Reports at midday Wednesday indicated the NFL and its locked-out regular officials were "very close" to hammering out a new deal.
ESPN reported that the two sides were "just about finished with the agreement in principle."
But within minutes, reports were tweeted that indicated the two sides might not be that close.
Sports Illustrated's Peter King tweeted, "NFLRA negotiator Scott Green has notified officials that a deal is not imminent."
Jason Cole of Yahoo! Sports reported that an NFL owner told him that while it is possible a deal will be done in time for the real refs to return this weekend, the owner "stopped well short of calling it probable."

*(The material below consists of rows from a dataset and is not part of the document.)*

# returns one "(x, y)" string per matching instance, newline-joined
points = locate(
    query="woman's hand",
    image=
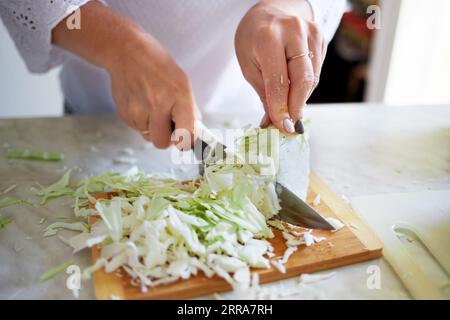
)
(281, 52)
(149, 89)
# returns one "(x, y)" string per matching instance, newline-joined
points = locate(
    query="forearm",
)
(102, 38)
(296, 7)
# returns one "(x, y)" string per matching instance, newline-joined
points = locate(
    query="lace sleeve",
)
(328, 14)
(30, 24)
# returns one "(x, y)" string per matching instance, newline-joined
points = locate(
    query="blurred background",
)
(405, 62)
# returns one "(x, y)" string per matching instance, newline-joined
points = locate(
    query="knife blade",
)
(297, 212)
(208, 150)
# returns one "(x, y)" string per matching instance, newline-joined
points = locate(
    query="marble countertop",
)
(357, 149)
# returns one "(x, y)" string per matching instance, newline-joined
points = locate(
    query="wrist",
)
(299, 8)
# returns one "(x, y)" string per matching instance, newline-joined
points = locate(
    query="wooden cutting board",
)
(351, 244)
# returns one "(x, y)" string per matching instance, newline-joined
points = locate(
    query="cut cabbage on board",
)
(160, 230)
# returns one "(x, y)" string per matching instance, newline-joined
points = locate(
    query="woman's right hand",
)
(151, 91)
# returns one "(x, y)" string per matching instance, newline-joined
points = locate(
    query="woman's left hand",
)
(281, 52)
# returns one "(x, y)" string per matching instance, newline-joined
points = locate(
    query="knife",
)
(208, 150)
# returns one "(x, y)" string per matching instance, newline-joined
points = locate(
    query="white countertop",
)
(357, 149)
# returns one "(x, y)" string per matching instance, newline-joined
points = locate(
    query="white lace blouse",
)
(198, 33)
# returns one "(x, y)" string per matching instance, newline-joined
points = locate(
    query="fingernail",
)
(263, 120)
(288, 125)
(299, 127)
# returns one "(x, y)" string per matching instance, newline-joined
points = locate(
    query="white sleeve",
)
(327, 14)
(30, 24)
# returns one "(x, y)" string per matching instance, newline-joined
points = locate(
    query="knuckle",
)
(265, 33)
(307, 81)
(161, 143)
(294, 23)
(313, 30)
(158, 99)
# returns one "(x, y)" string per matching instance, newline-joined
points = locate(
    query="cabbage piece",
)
(58, 189)
(9, 201)
(55, 270)
(4, 222)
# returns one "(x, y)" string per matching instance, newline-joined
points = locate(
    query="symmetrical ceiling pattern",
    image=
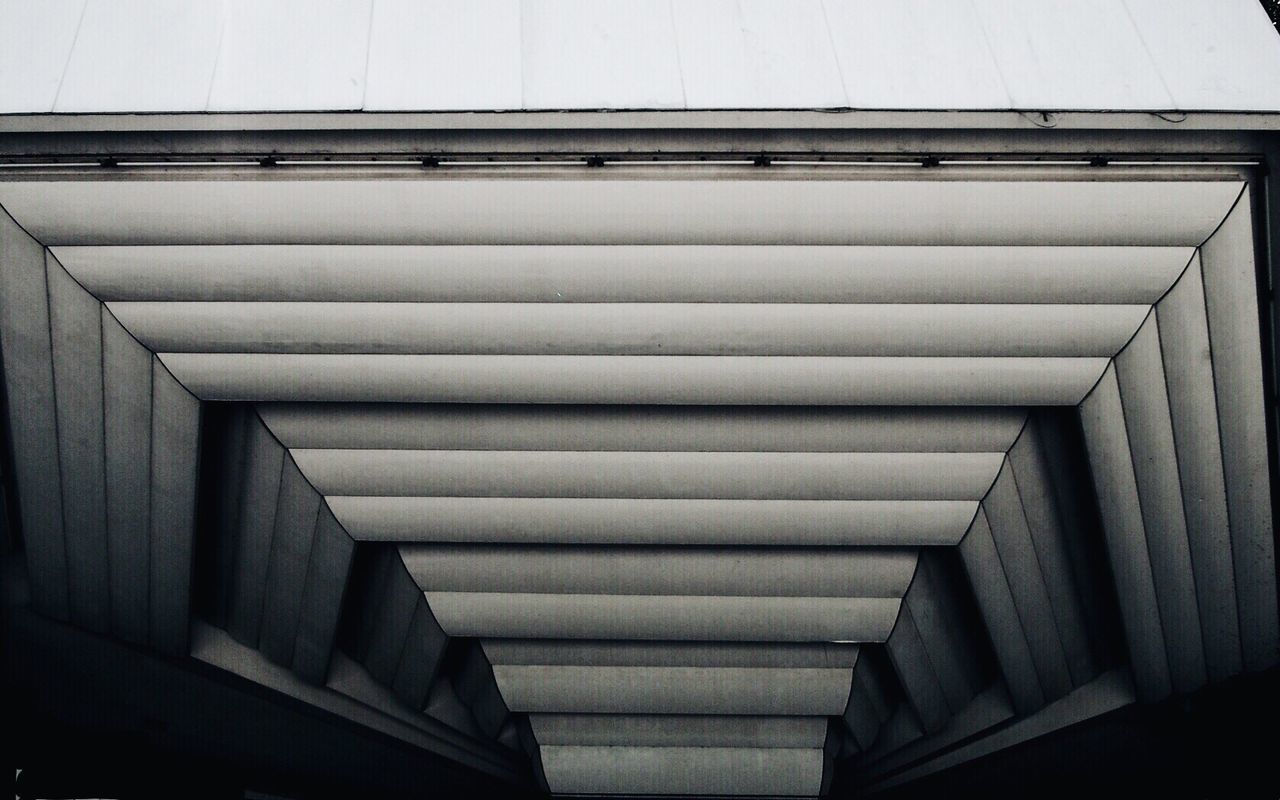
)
(670, 480)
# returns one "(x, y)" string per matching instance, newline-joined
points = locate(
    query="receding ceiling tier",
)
(659, 480)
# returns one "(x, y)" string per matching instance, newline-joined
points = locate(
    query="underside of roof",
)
(656, 480)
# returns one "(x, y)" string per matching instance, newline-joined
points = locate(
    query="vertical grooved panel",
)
(323, 594)
(392, 624)
(127, 421)
(479, 690)
(917, 673)
(944, 643)
(76, 328)
(1048, 539)
(1230, 300)
(264, 460)
(1107, 442)
(231, 488)
(32, 423)
(1000, 616)
(1084, 542)
(860, 714)
(1009, 530)
(1193, 414)
(174, 472)
(1141, 378)
(420, 661)
(296, 517)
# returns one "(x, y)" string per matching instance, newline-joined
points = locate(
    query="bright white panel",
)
(1070, 54)
(444, 55)
(35, 44)
(1212, 54)
(292, 55)
(599, 54)
(757, 54)
(731, 772)
(570, 208)
(914, 54)
(144, 55)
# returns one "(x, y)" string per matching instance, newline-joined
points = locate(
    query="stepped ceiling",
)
(653, 479)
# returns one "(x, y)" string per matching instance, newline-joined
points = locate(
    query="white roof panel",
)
(442, 55)
(757, 54)
(169, 48)
(35, 44)
(598, 54)
(291, 55)
(1070, 54)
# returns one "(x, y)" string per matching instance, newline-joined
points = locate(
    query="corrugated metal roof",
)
(439, 55)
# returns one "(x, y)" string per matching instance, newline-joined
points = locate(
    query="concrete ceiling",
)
(671, 480)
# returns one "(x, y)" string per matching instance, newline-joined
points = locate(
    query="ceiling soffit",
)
(663, 475)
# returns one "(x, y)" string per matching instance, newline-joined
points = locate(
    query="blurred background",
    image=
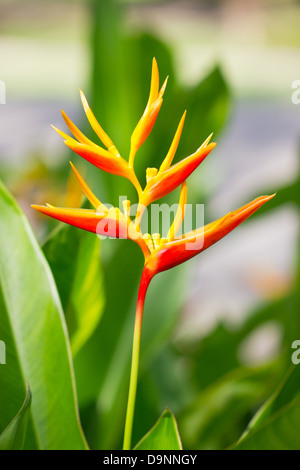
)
(222, 325)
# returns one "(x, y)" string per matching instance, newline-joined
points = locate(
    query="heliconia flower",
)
(160, 254)
(108, 222)
(147, 121)
(170, 252)
(162, 182)
(108, 160)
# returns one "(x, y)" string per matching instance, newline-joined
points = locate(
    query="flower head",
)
(160, 253)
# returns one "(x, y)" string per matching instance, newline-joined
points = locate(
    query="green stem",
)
(145, 280)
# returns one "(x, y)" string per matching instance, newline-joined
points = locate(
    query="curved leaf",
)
(276, 426)
(163, 436)
(74, 258)
(33, 329)
(12, 438)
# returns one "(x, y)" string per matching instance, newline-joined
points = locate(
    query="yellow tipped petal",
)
(163, 88)
(177, 222)
(75, 131)
(96, 126)
(63, 135)
(156, 240)
(148, 240)
(126, 207)
(87, 191)
(151, 173)
(171, 153)
(154, 82)
(206, 142)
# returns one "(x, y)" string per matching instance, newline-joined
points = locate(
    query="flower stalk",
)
(145, 280)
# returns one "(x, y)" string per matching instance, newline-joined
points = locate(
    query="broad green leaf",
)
(276, 426)
(74, 258)
(12, 438)
(34, 331)
(163, 436)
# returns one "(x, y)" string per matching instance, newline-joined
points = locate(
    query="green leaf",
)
(74, 258)
(34, 331)
(163, 436)
(276, 426)
(12, 438)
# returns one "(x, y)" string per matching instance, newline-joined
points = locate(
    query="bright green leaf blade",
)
(163, 436)
(33, 329)
(74, 258)
(12, 438)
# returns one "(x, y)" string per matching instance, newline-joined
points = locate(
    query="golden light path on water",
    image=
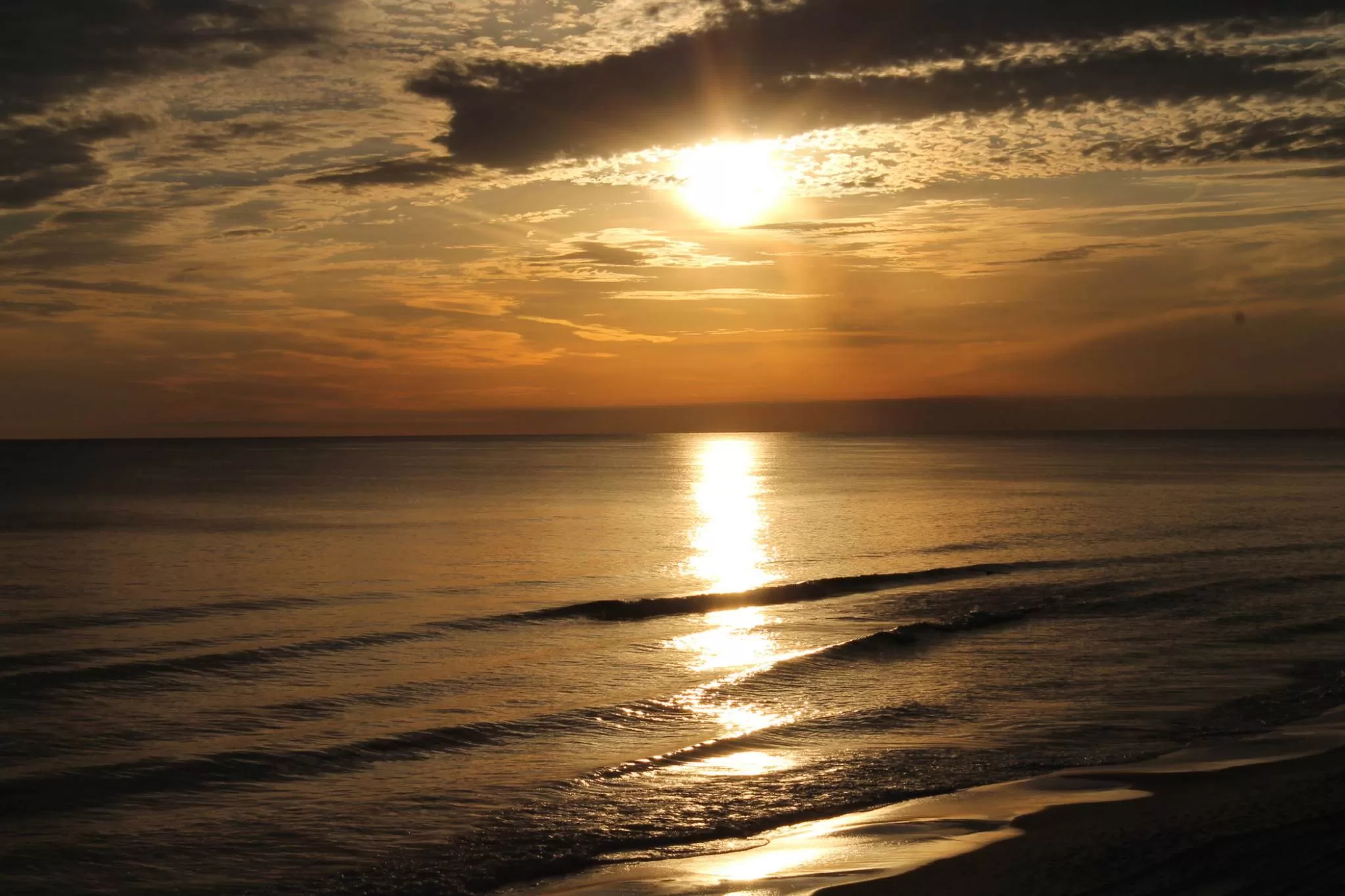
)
(726, 543)
(730, 555)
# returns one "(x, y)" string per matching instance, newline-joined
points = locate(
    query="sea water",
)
(447, 666)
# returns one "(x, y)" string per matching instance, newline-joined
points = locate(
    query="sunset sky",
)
(238, 215)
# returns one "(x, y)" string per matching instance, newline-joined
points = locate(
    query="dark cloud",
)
(1321, 171)
(76, 238)
(775, 73)
(1074, 254)
(50, 50)
(246, 232)
(395, 172)
(1292, 137)
(1274, 351)
(46, 308)
(112, 286)
(599, 254)
(234, 132)
(41, 161)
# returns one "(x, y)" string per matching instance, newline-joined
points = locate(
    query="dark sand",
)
(1266, 829)
(1256, 817)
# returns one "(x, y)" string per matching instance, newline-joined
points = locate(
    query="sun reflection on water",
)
(730, 554)
(749, 762)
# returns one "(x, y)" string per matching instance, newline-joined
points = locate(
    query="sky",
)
(250, 217)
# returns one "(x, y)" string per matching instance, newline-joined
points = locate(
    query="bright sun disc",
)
(731, 184)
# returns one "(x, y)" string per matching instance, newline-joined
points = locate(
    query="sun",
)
(732, 184)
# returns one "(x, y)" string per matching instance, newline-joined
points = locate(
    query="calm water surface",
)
(445, 666)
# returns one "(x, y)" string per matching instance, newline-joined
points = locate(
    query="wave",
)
(617, 610)
(96, 785)
(27, 681)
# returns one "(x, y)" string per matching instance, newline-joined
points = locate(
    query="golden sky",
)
(237, 215)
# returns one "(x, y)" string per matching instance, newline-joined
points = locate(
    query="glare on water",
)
(726, 542)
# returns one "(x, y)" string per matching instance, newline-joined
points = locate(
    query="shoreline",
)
(1255, 816)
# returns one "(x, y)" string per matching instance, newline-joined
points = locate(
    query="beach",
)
(1261, 815)
(689, 664)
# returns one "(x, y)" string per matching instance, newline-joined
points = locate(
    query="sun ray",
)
(732, 184)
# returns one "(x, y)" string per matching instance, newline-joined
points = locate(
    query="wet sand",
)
(1262, 816)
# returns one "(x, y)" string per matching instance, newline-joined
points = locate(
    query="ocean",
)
(454, 666)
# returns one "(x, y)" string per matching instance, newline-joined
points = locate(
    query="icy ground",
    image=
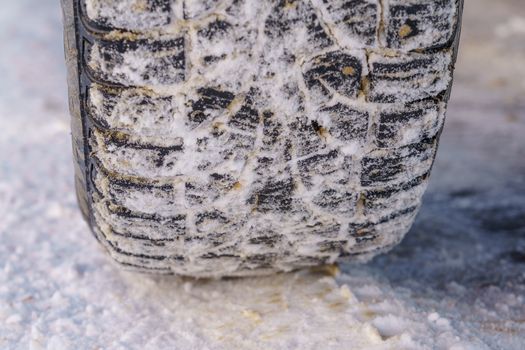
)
(456, 282)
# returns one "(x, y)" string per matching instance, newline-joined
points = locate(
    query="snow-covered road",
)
(456, 282)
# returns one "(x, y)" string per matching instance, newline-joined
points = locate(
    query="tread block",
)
(333, 72)
(129, 14)
(354, 22)
(385, 201)
(401, 126)
(385, 166)
(135, 225)
(200, 8)
(247, 117)
(383, 232)
(306, 135)
(137, 112)
(408, 77)
(336, 200)
(292, 16)
(118, 152)
(141, 62)
(347, 124)
(319, 164)
(419, 24)
(147, 198)
(209, 105)
(274, 195)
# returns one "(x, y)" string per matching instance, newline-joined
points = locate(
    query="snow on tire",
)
(239, 137)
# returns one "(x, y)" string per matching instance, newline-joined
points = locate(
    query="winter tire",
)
(239, 137)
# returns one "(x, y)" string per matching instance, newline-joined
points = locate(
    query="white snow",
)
(456, 282)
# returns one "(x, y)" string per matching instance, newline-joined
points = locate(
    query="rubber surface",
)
(240, 137)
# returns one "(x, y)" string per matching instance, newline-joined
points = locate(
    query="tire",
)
(240, 137)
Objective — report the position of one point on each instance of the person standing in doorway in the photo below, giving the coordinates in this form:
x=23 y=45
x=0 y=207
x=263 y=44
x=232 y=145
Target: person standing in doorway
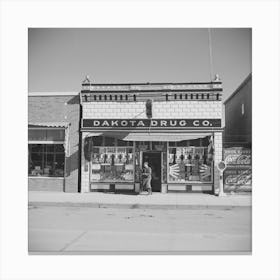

"I would call things 'positive-but-precarious'," the owner told Cole.
"There are still a lot of hard feelings on both sides, a lot of people still drawing lines in the sand, at least verbally. I could see something being done by (Thursday) or it could take another week."
Mark Maske of the Washington Post tweeted that a person familiar with negotiations told him a deal "could be this week" but that that wasn't a certainty.
The NFL Network's Albert Breer tweeted that a union source told him that the idea that a deal is done is "absolutely false," but the two sides are "getting closer (and) have made plenty of progress."
Talks resumed in person on the weekend, and continued Monday by phone, with little if any progress reported.
The league and the NFL Referees Association, which represents the locked-out regular officials, had been deadlocked for months on key issues. Numerous reports in recent weeks have said the structure of the refs' pensions is at the heart of the dispute. The league wants to restructure the pensions of all existing officials, and they refuse to agree to this.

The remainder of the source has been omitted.